My name is Sophie Marney and I am currently studying MA in Interior Design on the ReUse platform. After studying Interior Architecture and Design at the University for the Creative Arts, I came to the Royal College of Art to further my approach and strengthen my strategies in responding to the climate crisis through interiors. 

  • 2021 Retail Design Student Nominee
  • 2021 'Most Financially Sensitive Brief' from the Museum of Farnham
  • 2022 UCA Interiors Best in Graduate Show Runner Up

My attitude towards Reuse develops from internal guilt and empathy towards the natural environment in an ecological crisis. My interest in global ecologies, the Gaia Hypothesis and interconnectivities provide frameworks for empathy within my design briefs. 

I feel that Reuse is the only way forward in the face of the climate crisis. When the economic growth model is considered largely responsible for its exacerbating and unrelenting role in climate change, Reuse in interiors and architecture is the obvious remedy. Reuse demands an understanding of the site, its histories, both its human and more-than-human users' stories and materiality that forces designers to confront the inherent value in the existing.


Portrait

My postgraduate practice explores methods of adaptive reuse and positions socially progressive programs in under-used sites in order to highlight the disparity between existing systemic complicity and reality. My body of work imagines possibilities for methods of social evolution that align with speculative economic processes like degrowth to aid in the development of the built environment through the current climate crisis.

My work is strongly paralleled with mental health advocacy. Previously,  I have explored methods of adaptive reuse to accommodate the use and research of therapeutic psychedelics in response to the UK’s mental health epidemic. In collaboration with The CoOp, I have also designed safe spaces in stores aiming to aid those with anxiety and disordered eating habits to make informed, healthy decisions.

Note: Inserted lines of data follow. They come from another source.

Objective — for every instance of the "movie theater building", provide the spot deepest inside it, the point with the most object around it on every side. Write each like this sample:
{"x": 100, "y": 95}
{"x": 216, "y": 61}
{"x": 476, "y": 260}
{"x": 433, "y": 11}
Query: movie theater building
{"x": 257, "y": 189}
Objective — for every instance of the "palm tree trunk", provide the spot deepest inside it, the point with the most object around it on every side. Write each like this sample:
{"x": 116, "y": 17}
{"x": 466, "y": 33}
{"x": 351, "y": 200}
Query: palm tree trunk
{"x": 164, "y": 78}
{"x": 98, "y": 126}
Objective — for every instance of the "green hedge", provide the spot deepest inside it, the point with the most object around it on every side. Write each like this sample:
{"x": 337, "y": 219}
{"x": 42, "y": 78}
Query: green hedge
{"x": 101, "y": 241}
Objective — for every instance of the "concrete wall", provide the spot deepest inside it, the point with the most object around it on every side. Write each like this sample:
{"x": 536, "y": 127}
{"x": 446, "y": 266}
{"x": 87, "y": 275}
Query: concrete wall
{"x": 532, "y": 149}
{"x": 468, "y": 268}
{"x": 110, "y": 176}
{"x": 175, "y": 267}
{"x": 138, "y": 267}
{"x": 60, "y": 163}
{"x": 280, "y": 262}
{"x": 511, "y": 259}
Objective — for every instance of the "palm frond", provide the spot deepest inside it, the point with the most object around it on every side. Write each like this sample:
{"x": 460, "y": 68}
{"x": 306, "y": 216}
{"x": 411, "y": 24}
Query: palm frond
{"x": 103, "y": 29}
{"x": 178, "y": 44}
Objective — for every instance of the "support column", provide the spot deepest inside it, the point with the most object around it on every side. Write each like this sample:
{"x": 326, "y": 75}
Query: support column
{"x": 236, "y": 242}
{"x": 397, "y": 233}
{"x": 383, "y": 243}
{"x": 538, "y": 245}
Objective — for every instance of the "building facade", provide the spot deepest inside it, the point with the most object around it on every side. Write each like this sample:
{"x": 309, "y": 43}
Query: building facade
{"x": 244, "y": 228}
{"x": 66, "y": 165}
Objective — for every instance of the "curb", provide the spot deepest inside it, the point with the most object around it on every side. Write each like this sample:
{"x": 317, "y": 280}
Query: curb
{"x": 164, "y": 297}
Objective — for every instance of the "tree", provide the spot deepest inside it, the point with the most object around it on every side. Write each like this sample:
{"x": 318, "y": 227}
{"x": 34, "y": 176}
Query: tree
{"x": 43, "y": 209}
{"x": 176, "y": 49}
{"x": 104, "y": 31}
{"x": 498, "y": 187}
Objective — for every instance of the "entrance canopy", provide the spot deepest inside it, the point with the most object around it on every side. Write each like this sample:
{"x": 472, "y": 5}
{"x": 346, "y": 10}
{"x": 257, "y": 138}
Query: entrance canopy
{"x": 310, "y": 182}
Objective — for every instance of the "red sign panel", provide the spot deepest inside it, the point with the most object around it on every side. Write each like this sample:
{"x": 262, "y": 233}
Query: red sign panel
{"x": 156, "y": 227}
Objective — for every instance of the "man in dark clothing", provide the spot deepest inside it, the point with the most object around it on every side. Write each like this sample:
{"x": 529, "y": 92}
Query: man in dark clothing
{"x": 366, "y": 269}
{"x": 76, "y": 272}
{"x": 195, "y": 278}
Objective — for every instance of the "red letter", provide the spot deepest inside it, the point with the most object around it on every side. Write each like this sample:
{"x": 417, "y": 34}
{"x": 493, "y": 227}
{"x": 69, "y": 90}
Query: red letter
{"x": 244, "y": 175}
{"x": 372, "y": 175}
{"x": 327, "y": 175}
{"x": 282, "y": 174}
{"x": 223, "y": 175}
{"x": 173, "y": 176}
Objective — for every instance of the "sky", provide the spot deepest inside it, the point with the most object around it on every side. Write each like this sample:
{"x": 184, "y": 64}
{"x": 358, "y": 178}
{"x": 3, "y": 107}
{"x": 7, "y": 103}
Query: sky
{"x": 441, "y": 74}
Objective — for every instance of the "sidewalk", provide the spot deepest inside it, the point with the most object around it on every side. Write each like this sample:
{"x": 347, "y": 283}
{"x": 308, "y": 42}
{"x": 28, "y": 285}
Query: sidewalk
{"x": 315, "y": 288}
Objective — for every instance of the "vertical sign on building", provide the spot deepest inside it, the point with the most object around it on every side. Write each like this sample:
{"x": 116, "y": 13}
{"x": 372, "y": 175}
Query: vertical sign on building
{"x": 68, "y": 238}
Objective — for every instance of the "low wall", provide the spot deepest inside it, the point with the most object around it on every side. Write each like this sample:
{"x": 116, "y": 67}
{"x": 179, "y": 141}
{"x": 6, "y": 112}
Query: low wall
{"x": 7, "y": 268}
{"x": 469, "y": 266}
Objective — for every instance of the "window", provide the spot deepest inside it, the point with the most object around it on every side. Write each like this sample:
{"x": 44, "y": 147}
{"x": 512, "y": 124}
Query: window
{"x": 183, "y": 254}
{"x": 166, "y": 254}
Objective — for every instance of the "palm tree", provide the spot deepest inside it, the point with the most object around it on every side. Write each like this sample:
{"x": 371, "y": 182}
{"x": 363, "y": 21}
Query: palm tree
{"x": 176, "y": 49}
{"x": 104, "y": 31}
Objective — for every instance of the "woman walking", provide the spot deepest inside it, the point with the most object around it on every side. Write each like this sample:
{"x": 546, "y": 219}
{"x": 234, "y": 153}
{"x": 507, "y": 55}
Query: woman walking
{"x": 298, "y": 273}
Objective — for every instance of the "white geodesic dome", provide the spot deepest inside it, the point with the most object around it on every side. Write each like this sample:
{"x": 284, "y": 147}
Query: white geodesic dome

The process of creating each design program begins by assessing the emotional value of the space and its anthropological history. This research is then furthered in conjunction with an empathetic evaluation of potential users, which allows me to make decisions sensitive to the site, site ecologies, users past and present, site materiality and accessibility.


outdoor render
The Gables - Outside Approach

The Gables: Intermediate Housing and Support Facility for Previously Incarcerated Mothers

The Gables is an intermediate residential facility for mothers leaving prison. Set in the ruin of Nettleham Hall, Lincoln, the facility responds to the previous use of the site: a home. The ruin previously housed the Hood family and their staff, with spatial variations that reflected both walks of life. My adaptation of the ruin reimagines the site as an egalitarian home to allow for reintegration into everyday life.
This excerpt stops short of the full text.